Context Management for LLM Agent Systems
Contact Me
- Blog: https://cugtyt.github.io/blog/llm-application/index
- Email: cugtyt@qq.com
- GitHub: Cugtyt@GitHub

Building on the concepts from Standardize the Agent Lifecycle, Agentic Conversation Management, Context Offload via Sub-Agent, and Git Context Memory.
In complex LLM applications, effective context management is critical for maintaining performance, coherence, and scalability. This post presents an integrated approach that combines three complementary strategies: conversation management, sub-agent offloading, and Git-based context storage—creating a comprehensive solution for handling context at multiple levels.
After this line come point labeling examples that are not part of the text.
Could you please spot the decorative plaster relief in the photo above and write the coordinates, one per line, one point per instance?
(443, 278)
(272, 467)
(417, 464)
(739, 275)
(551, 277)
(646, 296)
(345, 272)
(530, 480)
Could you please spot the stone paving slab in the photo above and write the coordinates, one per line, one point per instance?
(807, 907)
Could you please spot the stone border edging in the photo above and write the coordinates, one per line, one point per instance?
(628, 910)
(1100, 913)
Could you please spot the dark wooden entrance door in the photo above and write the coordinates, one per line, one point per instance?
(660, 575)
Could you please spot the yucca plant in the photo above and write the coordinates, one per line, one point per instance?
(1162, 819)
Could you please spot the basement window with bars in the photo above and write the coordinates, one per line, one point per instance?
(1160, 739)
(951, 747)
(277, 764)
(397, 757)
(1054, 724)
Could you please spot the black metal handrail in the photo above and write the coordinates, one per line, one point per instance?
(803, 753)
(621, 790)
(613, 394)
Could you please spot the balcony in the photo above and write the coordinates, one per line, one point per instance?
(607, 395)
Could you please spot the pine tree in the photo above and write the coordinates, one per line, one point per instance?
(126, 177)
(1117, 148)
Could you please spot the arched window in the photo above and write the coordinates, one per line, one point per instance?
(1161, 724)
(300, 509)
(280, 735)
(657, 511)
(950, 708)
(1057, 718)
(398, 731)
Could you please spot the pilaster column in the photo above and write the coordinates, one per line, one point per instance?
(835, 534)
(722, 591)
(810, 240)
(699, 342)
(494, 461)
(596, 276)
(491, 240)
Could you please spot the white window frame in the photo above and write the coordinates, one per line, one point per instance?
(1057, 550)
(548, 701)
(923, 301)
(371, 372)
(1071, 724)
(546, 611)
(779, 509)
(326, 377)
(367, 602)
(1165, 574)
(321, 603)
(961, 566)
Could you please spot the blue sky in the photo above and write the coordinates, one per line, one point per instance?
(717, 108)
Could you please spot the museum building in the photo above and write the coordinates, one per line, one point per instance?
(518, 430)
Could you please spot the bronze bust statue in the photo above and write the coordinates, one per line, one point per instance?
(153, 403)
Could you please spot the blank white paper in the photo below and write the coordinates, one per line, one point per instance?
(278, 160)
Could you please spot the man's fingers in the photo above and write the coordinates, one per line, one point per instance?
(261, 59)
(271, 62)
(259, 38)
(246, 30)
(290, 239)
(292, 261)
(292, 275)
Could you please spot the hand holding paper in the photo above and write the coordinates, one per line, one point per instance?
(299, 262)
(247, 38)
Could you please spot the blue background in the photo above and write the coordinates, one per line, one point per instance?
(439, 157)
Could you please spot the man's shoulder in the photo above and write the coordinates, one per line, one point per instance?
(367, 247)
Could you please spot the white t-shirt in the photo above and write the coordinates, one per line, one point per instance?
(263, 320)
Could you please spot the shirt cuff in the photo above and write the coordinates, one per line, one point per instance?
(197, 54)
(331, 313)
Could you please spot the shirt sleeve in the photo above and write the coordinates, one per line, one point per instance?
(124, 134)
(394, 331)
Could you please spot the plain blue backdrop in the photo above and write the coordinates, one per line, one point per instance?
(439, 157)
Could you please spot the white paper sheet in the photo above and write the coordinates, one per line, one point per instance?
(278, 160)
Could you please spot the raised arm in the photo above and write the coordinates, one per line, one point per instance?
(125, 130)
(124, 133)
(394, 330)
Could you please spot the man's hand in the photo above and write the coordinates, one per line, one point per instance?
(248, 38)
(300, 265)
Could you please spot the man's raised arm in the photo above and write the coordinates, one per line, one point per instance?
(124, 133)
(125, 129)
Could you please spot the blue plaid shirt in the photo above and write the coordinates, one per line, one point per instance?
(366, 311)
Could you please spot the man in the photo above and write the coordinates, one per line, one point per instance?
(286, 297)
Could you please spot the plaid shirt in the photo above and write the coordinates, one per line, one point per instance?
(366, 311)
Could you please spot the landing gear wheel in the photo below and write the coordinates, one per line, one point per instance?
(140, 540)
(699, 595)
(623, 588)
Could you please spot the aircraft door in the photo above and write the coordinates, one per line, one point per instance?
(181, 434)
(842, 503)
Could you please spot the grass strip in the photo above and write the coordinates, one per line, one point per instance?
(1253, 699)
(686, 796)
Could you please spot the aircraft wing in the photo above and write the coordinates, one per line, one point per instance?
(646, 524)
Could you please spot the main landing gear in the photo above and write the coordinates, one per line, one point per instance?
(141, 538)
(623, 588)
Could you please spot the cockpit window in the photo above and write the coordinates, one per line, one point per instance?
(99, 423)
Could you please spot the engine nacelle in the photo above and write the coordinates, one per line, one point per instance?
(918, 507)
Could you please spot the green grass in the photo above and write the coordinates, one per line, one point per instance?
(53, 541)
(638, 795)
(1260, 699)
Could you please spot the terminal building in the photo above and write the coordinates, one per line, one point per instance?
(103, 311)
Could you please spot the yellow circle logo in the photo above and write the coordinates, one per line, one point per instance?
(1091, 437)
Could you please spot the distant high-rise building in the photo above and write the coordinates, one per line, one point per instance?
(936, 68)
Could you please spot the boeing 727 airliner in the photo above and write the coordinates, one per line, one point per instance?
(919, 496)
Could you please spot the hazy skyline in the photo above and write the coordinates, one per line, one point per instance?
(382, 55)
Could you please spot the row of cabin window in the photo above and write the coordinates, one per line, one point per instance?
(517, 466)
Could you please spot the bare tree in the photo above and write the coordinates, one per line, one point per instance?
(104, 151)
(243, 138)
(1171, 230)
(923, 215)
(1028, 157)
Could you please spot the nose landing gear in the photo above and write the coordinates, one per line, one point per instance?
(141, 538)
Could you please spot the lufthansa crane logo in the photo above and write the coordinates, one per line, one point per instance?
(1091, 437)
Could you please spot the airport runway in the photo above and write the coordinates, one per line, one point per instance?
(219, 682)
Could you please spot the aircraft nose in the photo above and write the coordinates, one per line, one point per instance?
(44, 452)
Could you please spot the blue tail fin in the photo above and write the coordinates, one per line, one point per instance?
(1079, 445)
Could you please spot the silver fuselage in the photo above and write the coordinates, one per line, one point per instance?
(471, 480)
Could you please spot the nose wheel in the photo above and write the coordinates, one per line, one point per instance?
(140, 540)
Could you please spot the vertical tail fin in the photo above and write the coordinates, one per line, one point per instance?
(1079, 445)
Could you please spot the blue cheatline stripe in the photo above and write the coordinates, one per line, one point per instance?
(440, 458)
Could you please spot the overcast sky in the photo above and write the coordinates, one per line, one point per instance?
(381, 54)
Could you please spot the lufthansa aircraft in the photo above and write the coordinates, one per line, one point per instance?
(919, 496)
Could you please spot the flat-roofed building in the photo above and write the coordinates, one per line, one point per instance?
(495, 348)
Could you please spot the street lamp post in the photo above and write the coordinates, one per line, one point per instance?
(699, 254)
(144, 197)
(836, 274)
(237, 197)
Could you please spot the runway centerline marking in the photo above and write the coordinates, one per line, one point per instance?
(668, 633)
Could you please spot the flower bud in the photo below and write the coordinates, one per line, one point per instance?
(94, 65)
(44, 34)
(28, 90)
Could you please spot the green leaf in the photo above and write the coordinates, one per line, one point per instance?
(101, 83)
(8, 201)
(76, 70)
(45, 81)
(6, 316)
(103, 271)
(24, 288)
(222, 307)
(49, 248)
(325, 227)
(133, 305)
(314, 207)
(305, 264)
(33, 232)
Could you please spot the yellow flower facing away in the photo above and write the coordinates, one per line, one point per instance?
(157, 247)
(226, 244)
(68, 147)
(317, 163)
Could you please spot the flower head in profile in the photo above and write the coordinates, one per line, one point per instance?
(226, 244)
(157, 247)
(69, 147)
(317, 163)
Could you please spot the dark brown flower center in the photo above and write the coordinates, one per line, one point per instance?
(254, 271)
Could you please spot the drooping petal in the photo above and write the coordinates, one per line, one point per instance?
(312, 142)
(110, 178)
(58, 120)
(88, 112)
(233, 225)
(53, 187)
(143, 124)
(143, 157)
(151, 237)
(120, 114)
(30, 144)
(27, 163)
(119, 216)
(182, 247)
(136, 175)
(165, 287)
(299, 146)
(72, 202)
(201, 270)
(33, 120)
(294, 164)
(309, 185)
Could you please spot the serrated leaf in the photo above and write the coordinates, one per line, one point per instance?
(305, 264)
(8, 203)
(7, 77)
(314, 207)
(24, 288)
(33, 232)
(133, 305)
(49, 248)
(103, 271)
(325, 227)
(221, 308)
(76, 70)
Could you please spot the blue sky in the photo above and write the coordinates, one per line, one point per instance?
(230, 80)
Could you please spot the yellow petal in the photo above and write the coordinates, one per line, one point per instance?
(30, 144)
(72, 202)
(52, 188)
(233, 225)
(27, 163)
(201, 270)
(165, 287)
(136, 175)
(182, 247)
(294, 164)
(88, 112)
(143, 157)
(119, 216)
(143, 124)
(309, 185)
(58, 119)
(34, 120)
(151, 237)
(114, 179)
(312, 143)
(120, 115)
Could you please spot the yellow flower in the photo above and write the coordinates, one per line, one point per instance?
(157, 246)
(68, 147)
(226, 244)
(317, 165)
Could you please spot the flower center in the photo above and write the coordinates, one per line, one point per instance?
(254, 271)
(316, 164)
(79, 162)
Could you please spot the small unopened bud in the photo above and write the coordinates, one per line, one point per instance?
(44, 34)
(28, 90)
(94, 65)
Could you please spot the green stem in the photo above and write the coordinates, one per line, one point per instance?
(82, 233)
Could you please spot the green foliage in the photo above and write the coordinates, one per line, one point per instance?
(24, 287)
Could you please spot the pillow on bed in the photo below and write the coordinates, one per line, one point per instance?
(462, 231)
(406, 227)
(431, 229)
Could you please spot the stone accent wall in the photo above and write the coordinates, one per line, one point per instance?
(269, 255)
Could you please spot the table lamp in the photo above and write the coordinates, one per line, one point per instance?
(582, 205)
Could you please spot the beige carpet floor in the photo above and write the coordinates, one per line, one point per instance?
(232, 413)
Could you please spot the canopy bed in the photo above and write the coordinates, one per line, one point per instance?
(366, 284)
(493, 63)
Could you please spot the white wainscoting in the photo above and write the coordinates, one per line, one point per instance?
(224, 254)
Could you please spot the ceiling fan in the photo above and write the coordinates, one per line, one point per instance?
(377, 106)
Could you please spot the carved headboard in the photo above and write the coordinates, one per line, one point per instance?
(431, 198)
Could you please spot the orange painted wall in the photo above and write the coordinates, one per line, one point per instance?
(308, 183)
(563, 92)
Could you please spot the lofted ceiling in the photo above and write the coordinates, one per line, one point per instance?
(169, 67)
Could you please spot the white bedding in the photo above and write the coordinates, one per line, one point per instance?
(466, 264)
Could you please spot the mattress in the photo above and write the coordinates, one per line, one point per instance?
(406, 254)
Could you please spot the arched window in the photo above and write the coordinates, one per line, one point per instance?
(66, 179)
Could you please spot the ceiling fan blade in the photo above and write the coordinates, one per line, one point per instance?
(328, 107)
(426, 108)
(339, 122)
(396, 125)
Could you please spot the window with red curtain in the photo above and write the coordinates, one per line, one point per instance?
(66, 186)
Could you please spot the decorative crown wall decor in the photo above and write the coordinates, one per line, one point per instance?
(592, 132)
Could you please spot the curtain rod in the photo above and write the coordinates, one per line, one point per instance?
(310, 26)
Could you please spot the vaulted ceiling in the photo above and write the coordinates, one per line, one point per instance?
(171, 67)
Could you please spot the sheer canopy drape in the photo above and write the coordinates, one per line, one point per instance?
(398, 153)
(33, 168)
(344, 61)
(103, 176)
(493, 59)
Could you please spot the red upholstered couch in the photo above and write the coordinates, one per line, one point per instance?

The Context Management Challenge
As LLM agents work on complex tasks, they face several context-related challenges:
- Context Window Limits: Conversations can exceed the model’s context window
- Performance Degradation: Long conversations increase latency and reduce response quality
- Cost Issues: Longer contexts mean higher API costs per call
- Information Loss: Important information gets lost when context is truncated
- Task Complexity: Complex tasks require maintaining multiple parallel contexts
- Persistence Needs: Context needs to be saved and retrieved across sessions
Traditional approaches like simple truncation or basic summarization are insufficient. We need a multi-faceted strategy.
Three Complementary Strategies
1. Conversation Management: Real-Time Optimization
What It Does: Cleans up and optimizes the current conversation to fit within the LLM’s context window
Scope: Works on the active conversation only, affecting what’s currently being processed by the LLM
How It’s Triggered:
- LLM-triggered: LLM can call conversation management tools when it decides optimization is needed, or when system provides token pressure information in messages (e.g., “Current token usage: 7500/8000”), allowing the LLM to proactively manage the conversation
- System-forced: System must force conversation management when token limits are exceeded, as the conversation cannot continue without cleanup
Available Tools:
-
edit_message(message_id, new_content): Modify a specific message in the conversation to condense or clarify its content. Useful for rephrasing verbose messages while preserving key information.
-
delete_message(message_id): Remove a specific message from the conversation history. Use this to eliminate outdated, redundant, or irrelevant messages that no longer contribute to the current context.
-
summarize_messages(start_id, end_id): Condense a range of consecutive messages into a single concise summary message. This is particularly effective for compressing lengthy back-and-forth exchanges or tool call sequences into their essential outcomes.
Example:
def conversation_management_agent(conversation, management_goal, llm_call):
management_tools = [edit_message, delete_message, summarize_messages]
while not is_goal_achieved(conversation, management_goal):
llm_output = llm_call(conversation, management_goal, management_tools)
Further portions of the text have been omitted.